Организаторы съемок были у него в руках, Балаво заговорил бы, его слова подтвердил бы Деламорре, после чего как минимум несколько членов ПСР отправились бы прямиком на виселицу. Досталось бы и самому де Валансьену: связать трупы на мануфактуре и показания режиссера было пустячным делом. Даже в случае железного личного алиби лидер Партии Справедливости лишался голосов на Гран-Агора и превращался в политического мертвеца. Позорный конец блестящей карьеры...
Галлар прочистил фильтры, набрав в легкие побольше воздуха и выпустив его. Голубой воздух заклубился вокруг шлема, почти моментально осев капельками на внешней стороне смотровых линз. Отерев конденсат со стекол, поднес влажную перчатку к прорезям обонятельного фильтра. Вода пахла обманом.
Держа в руках власть над выборами, о которой никто, кроме него и, пожалуй, Деламорре, не ведал (ни одному из оперативников он не раскрыл и десятой доли правды, каждый знал только фрагмент мозаики), Галлар колебался. Положить конец истории было легко; сложнее, как выяснилось, оказалось обосновать необходимость завершения расследования самому себе. ПСР – единственная партия, работавшая над изменением сложившегося порочного порядка в стране, – являлась той альтернативой магнатам-роялистам, в которой Эльвеция нуждалась больше всего. Галлар понимал, что следующей Гран-Агора ждать еще шесть лет, а за такое время замена ПСР, новое социалистическое движение, не замаранное кровавыми деньгами, может и не взрасти. Методы де Валансьена – а он точно принимал участие в разработке схем черного заработка – лишали криоманта веры в его надежность. С другой стороны, чем лучше фабриканты, морившие рабочих на предприятиях и оставлявшие детей и жен без гроша в случае безвременной смерти кормильца? Галлар делал выбор меж двух зол – одно страшнее другого – и не находил.
До дня выборов оставалось порядка двух недель. Криомант не помнил точной даты, но знал, что определить, на чьей он стороне, должно в ближайшее время. Тяжко. Галлар задержал дыхание. Поступавший сквозь фильтры системы жизнеобеспечения воздух был единственным, что связывало его с миром вне панциря, по крайней мере, материально. Чем дышат люди, которые отправятся на Гран-Агора? Готовы ли они принять чудовище в кресле председателя Генеральных Штатов ради обещанных им свобод? И простит ли себя сам Галлар, простой криомант-оперативник, знающий о политике только то, что это чертовски скверное занятие, в случае ошибочного решения?

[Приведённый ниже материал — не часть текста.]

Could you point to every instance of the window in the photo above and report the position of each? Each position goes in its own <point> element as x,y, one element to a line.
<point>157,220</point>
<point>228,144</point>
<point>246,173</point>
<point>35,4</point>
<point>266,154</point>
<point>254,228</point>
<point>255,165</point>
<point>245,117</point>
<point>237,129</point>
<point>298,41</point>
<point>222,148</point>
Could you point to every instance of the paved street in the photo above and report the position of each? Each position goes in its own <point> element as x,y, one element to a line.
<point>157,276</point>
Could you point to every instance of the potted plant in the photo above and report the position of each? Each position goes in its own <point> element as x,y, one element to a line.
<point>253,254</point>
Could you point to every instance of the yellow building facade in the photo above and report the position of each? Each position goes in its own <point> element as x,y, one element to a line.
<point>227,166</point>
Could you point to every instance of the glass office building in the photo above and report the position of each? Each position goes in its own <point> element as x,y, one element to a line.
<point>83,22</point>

Галлар размышлял, но не находил ответа.
День шел за днем, а Галлара не покидало ощущение того, что то самое время, когда он еще мог повлиять на ситуацию, давно упущено. Деламорре сидел под арестом в блиц-отеле, к криоманту одна за другой стекались сводки от полевых оперативников, и перед его глазами уже, как наяву, маячила часть схемы, поддерживавшая жизнь в преступной машине ПСР.
Самые занятные сведения пришли из "Анниверсера". Человек, выкупивший мануфактуру у де Валансьена, найден так и не был, зато результаты обследования жертв стали настоящей неожиданностью. Ни одного белого среди мертвецов не было; даже в чанах с алхимическими смесями разлагались выходцы с востока, айлакцы, как определил полицейский мастер-чародей. Правоту выводов оперативной группы подтвердил и парень, которого Галлар отослал разыскивать человека с визионной карточки, найденной Деламорре. Эйме Бард оказался живее всех живых, он благодарил за возвращенный снимок и сетовал на то, что так глупо позабыл его в форменном комбинезоне. На вопрос, как давно он оставил работу в "Анниверсере", он почесал затылок (оперативник счел нужным осветить этот факт) и припомнил, что большинству рабочих дали расчет больше десяти месяцев назад. Айлакцев Бард не видел, впрочем, ему, как и другим служащим текстильного отделения мануфактуры, запрещалось покидать рабочее место без старшего смены. Их провожали от и до двери, туалет располагался снаружи, а обед разрешалось принимать только в специально отведенном для этого углу.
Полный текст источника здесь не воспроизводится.